Condor Ferries (www.condorferries.com) operates a fast car ferry service year-round from Poole and Weymouth to Jersey via Guernsey, and a direct service from Poole to Jersey in summer. A traditional ferry sails from Portsmouth to Jersey, with a journey time of 10 hours 30 minutes.
Accommodation and information
All the islands have a wide range of accommodation, from luxury hotels to self-catering cottages and well-appointed campsites.
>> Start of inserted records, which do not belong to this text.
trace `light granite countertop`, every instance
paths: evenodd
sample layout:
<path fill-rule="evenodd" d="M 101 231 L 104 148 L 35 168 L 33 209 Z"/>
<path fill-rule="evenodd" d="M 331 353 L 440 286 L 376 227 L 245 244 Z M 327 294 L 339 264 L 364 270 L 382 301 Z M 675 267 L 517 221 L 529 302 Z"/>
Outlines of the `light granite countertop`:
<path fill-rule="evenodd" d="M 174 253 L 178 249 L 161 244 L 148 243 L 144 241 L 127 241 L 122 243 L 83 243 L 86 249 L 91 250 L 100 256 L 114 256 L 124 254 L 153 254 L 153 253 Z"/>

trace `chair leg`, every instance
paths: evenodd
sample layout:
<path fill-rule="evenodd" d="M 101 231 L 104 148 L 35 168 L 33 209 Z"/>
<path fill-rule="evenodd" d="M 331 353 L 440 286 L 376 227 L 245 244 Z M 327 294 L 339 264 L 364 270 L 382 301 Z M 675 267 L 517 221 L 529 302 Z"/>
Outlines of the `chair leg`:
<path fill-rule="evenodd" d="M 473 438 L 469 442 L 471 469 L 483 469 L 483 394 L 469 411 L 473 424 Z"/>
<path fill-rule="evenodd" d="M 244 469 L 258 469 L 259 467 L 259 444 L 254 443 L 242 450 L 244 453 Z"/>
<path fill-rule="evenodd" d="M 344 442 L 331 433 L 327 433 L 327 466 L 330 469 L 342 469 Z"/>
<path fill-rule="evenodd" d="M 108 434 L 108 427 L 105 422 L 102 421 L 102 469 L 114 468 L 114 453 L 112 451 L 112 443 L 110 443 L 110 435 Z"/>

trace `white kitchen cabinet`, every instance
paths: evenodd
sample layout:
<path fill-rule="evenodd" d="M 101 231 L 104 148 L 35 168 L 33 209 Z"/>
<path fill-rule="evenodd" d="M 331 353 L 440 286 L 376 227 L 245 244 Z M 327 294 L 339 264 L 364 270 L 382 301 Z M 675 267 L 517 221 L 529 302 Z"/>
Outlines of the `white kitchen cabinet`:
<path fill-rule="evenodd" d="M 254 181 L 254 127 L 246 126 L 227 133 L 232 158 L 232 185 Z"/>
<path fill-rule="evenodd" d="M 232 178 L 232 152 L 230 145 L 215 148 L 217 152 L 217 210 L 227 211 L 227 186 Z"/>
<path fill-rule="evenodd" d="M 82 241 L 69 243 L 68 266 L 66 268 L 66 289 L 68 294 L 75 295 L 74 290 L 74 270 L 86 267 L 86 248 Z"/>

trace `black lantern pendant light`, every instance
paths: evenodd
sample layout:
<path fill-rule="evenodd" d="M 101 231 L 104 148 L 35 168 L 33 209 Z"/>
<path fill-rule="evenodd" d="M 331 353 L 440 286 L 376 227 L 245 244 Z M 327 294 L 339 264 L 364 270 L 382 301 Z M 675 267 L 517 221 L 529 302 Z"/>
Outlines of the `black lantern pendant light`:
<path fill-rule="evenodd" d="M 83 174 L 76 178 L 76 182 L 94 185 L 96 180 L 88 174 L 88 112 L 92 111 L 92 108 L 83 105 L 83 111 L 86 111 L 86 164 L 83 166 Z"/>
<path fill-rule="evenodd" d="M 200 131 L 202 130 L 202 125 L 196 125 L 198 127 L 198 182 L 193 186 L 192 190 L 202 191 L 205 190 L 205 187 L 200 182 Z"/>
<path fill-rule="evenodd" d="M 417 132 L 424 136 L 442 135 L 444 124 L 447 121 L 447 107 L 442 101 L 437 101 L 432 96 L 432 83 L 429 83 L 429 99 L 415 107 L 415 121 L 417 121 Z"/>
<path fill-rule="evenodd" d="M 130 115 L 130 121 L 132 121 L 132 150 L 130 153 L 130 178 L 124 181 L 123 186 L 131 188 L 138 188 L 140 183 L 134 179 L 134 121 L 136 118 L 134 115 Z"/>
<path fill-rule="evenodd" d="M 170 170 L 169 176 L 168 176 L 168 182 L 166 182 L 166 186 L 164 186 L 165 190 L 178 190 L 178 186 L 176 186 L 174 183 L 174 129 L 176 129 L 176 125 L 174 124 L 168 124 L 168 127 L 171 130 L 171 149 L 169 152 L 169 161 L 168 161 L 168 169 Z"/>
The islands' tourist information websites have details of current vacancies and deals, as well as online search facilities and email booking services.
Because the Channel Islands are not part of the EU, visitors are not covered by the European Health Insurance card and need to ensure they have adequate personal insurance in case they need health treatment.
Jersey Zoo (www.durrell.org) celebrated its 50th birthday on July 12.
Jersey Museum & Art Gallery (www.jerseyheritage.org) - a quarter of a million years of history and some fine Surrealist art under one roof.
Mont Orgueil Castle, Jersey (www.jerseyheritage.org) - stunning views and 600 years of history at the island's most photographed site
Hauteville House, St Peter Port (www.victorhugo.gg) - Victor Hugo's Guernsey home from 1856-70 features an astonishing display of eccentric furnishings, and is preserved by the City of Paris.
German Military Underground Hospital (www.visitguernsey.com) - an eerie reminder of the wartime occupation, the Channel
Islands' largest construction was hewn out of the rock by thousands of slave workers.
Wartime memorabilia helps tell the island's story at the Alderney Society Museum (www.alderneysociety.org)
All prices and details were correct when pubilshed, please check before visiting the Channel Islands.